Thursday, August 4, 2016

2d - How does one prevent homing missiles from orbiting their targets?


I am developing a 2D space game with no friction, and I am finding it very easy to make a homing missile orbit its target. I am curious about anti-orbiting strategies.


A simple example is a homing missile that simply accelerates directly toward its target. If that target were to move perpendicular to the missile's trajectory then stop, the missile's acceleration toward the target would not be enough to overcome it's own velocity, and the missile could be driven into orbit around the target, as depicted:


Orbiting Problem



  • In frame 1, the missile is heading straight for its target, no problems.

  • In frame 2, the target has moved to a new position as demonstrated. The missile continues to accelerate directly toward the target (in red), while still moving toward where the target used to be (in black) due to its existing velocity.
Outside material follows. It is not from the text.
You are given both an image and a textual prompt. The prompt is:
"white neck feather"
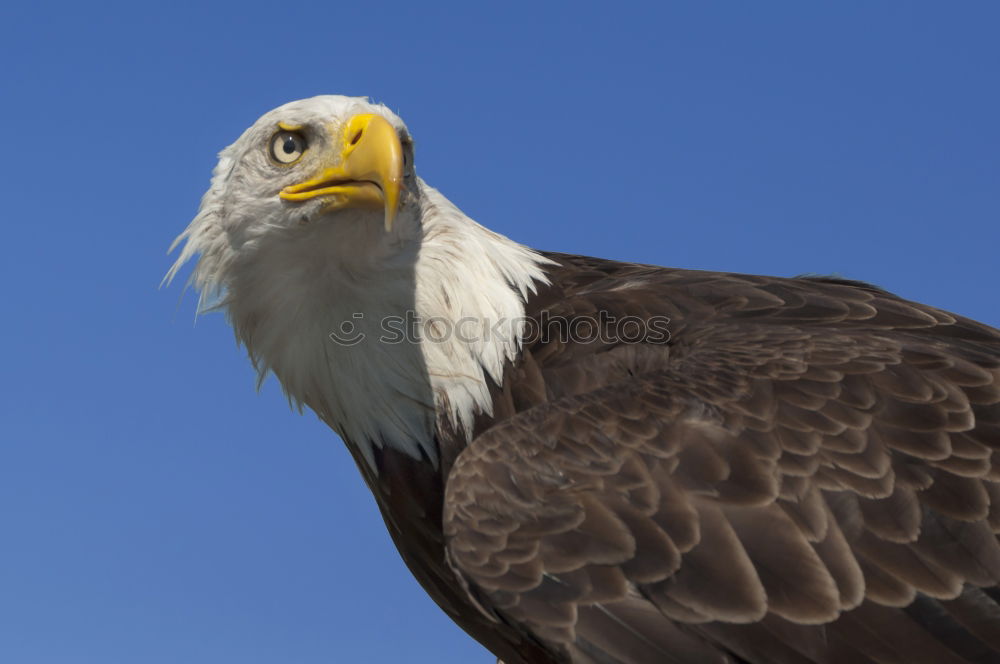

  • In frame 3, the missile's velocity continues to carry the missile around the side of the target (black) while the acceleration vector tries desperately to pull the missile toward the target.

  • In frames 4 and beyond, the missile falls into a potentially stable orbit around the target and never reaches its goal. The black arrows indicate a velocity vector while the red lines indicate acceleration vectors at the same moment in time.


Considering that there is no friction in space, there is nothing to slow the velocity of the missile down and collapse the orbit. A possible solution would be to aim "behind" the target, and this would cause the orbit to close, but how is this done from a programming point of view?


How do I make a homing missile reach its target?



Answer



First of all, you should make all calculations about what acceleration to apply in the missile's frame of reference (that's where the missile is stationary and everything else moves around it, also often called "object coordinates" or "local coordinates" in game engines, though in our case we want the velocity to be exactly zero as well).


The idea then is not to aim for the target, but to aim for the place where the target will be at the estimated time of impact. So the general algorithm looks like this:





  1. Estimate how much time it will take for the missile to reach the target. If the target is flying directly at it (remember, the missile is stationary), it can be as simple as calculating distance / speed, in other cases it can be more complicated. If the target can try and evade you won't be able to make a perfect estimate anyway, so it's ok to not be very precise.




  2. Assuming constant speed (1st degree estimate) or constant acceleration (2nd degree estimate) of the target, calculate where it will be at the estimated time above.




  3. Calculate acceleration which will lead to the missile to be at roughly the same spot at the same time.




  4. Re-project the acceleration back from the missile's frame of reference to the global one, use that.





The important part here is to get the time estimate in the rough ballpark, and to not forget the missile's acceleration capabilities while doing so. For example, a better estimate for "the target is straight ahead of us and flying in our direction" would be to solve the equation ..


distance = speed x time + 1/2 x acceleration x time2


... for time (use negative speed for objects flying straight away from the missile), with the solution you're looking for using the standard quadratic formula being ...


time = (√(speed2 + 2 x acceleration x distance) - speed) / acceleration


Adding additional parameters - drag, for example - quickly turns this into differential equations with no algebraic solutions. This is why rocket science is so hard.